NAME

Apache::Tidy - htmltidy as an apache filter


SYNOPSIS

  PerlModule Apache::Filter
  PerlModule Apache::Tidy
  <Location /filtered/*.html>
     SetHandler perl-script
     PerlHandler Apache::Tidy
  </Location>


ABSTRACT

  Cleans up and fixes invalid HTML on the fly.


DESCRIPTION

Wrapper for the htmltidy program (http://tidy.sourceforge.net/) using the Apache::Filter framework. Fixes HTML/XHTML validation issues on the fly.

Dave Raggett's HTML Tidy is a free command-line utility for cleaning up messy and invalid HTML or XHTML code. It will correct missing or mismatched end tags, clean up Microsoft Word generated HTML, convert pages to XHTML, and format markup for easier reading.

Apache::Tidy uses the Apache::Filter framework to allow you to automatically run tidy over web content as it is being served. This can be very useful if you have editors or CMSes that produce invalid markup.

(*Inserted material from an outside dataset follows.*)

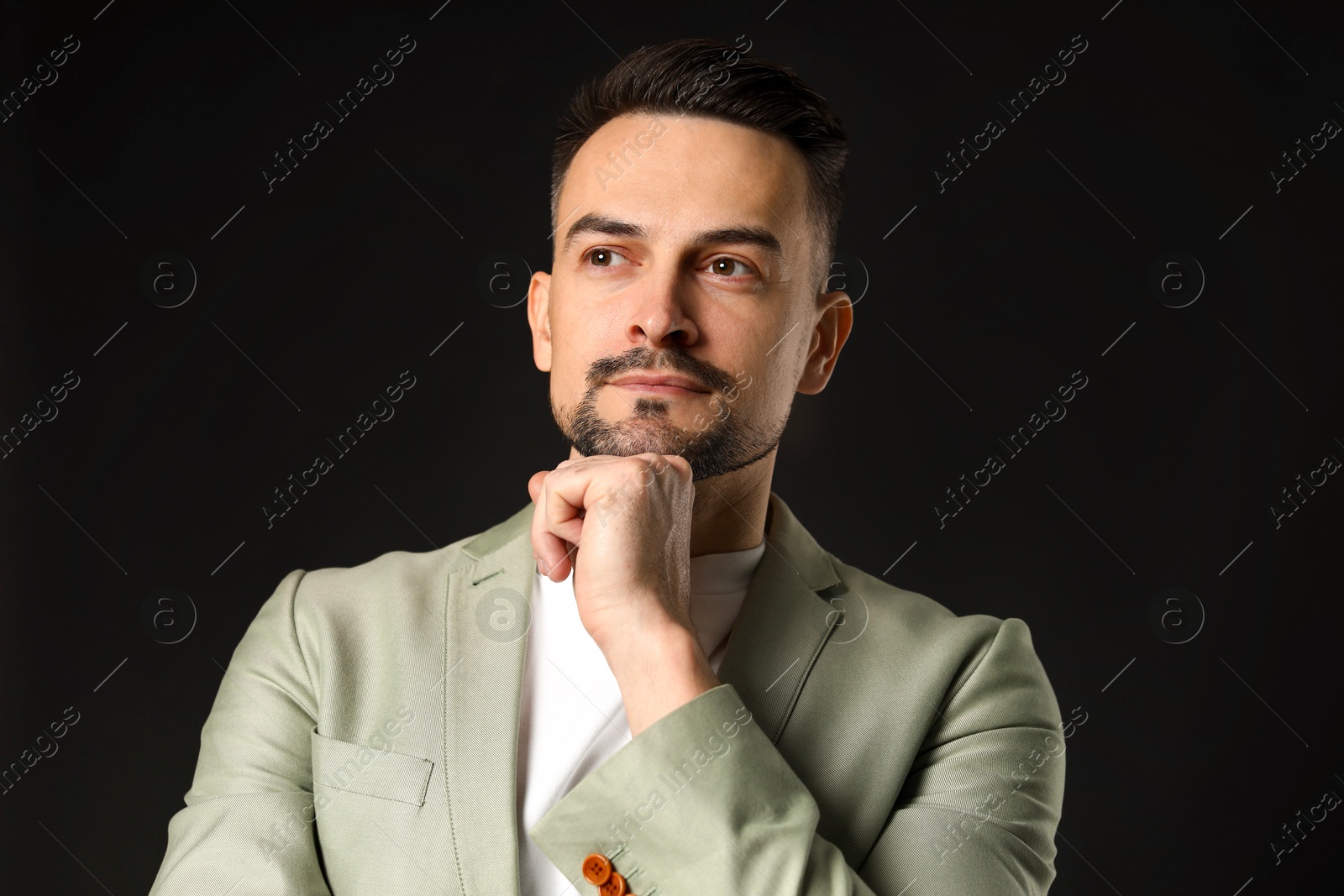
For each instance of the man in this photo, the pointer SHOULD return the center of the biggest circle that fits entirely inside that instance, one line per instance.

To filter static content add the following to your httpd.conf:

  PerlModule Apache::Tidy
  <Location /directory/to/filter/>
     SetHandler perl-script
     PerlHandler Apache::Tidy
  </Location>

Apache::Tidy can also work as part of an Apache::Filter chain:

  PerlModule Apache::Filter
  PerlModule Apache::RegistryFilter
  PerlModule Apache::Tidy
  <Location /perl/*.pl>
     PerlSetVar Filter On
     SetHandler perl-script
     PerlHandler Apache::RegistryFilter Apache::Tidy
  </Location>

Apache::Tidy supports all of htmltidy's command-line options by setting TidyOptions:

  <Location /filtered/>
    SetHandler perl-script
    PerlHandler Apache::Tidy
    PerlSetVar TidyOptions '-wrap 60'
    PerlSetVar TidyOptions -clean
    PerlSetVar TidyOptions -asxhtml
  </Location>

It defaults to '-q -asxhtml' if no options are explicitly set.

You can also specify a different path to the tidy executable (necessary if you've installed it anywhere but in /usr/bin/) and the temp directory used can also be specified (defaults to /tmp):

   <Location /filtered/>
    SetHandler perl-script
    PerlHandler Apache::Tidy
    PerlSetVar TidyPath /opt/local/bin/tidy
    PerlSetVar TidyTempDir /some/other/temp/dir
   </Location>


NOTES

You must have htmltidy installed on your system. if it is installed anywhere other than in /usr/bin/, you'll have to specify the full path with

  PerlSetVar TidyPath /path/to/tidy

I've only tested Apache::Tidy on unix systems. It may run on other platforms, but you will probably have to change the path, temp directory, and options.

Since Apache::Tidy just jumps out to the shell to call the external tidy program, it probably isn't very efficient. I'd like to reimplement this someday with an XS or SWIG wrapped tidylib.


SEE ALSO

the Apache::Filter manpage, http://tidy.sourceforge.net/, the Apache::RegistryFilter manpage


AUTHOR

Anders Pearson, <anders@columbia.edu>


COPYRIGHT AND LICENSE

Copyright 2003 by Anders Pearson

This library is free software; you can redistribute it and/or modify it under the same terms as Perl itself.